If and when I use my diesel generator to power up my house, it is
going to be run at light loads for considerable periods of time.

Is there a simple cure for this? Would running it under full load for
some time (easy for me), such as one hour per day of regular
operation, remove "glazing" or whatever?

thanks

i

--

Posted by Anthony Matonak on February 23, 2005, 11:50 am
 
Ignoramus21810 wrote:

Some people have found that the noise 24/7 from the diesel is more
bother to them than how much wear and tear it gets. A solution that's
commonly used is to add a battery bank, charger and inverter. This
means you can run your generator at a high load for a few hours to
charge the batteries and then shut it down. The rest of the day you
run off the batteries which don't make any noise at all.

Anthony

Posted by Ignoramus21810 on February 23, 2005, 11:56 am
 
It is a great solution for people who live off grid.

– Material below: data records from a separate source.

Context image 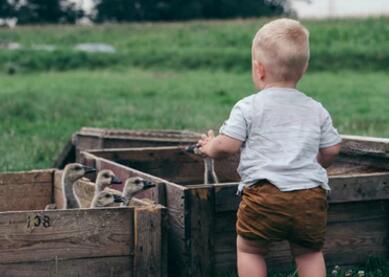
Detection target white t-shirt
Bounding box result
[219,87,342,192]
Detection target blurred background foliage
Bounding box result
[0,0,285,24]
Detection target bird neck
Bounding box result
[62,175,80,209]
[122,189,137,206]
[204,158,218,184]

Since Iexpect to
run my genset only 1-2 days per year at most, buying batteries and
other accessories is an unjustifiable expense.

i

Posted by Vaughn on February 24, 2005, 3:29 pm
 


     I think you worry way too much about way too little.  We had a diesel
standby generator (Lister) outside our shop for over twenty years.  Sometimes we
would forget and idle the dang thing all afternoon.  It didn't care.  We NEVER
ran it with over a KW or two of load, usually it had just a single light bulb
across the output so we knew it was working.  No problems.

     Wish I still had it.

Vaughn



   If you were running it 24/7 then perhaps you would have a worry.


Posted by Ignoramus30876 on February 24, 2005, 7:24 pm
 wrote:

we

That's certainly encouraging. Thank you.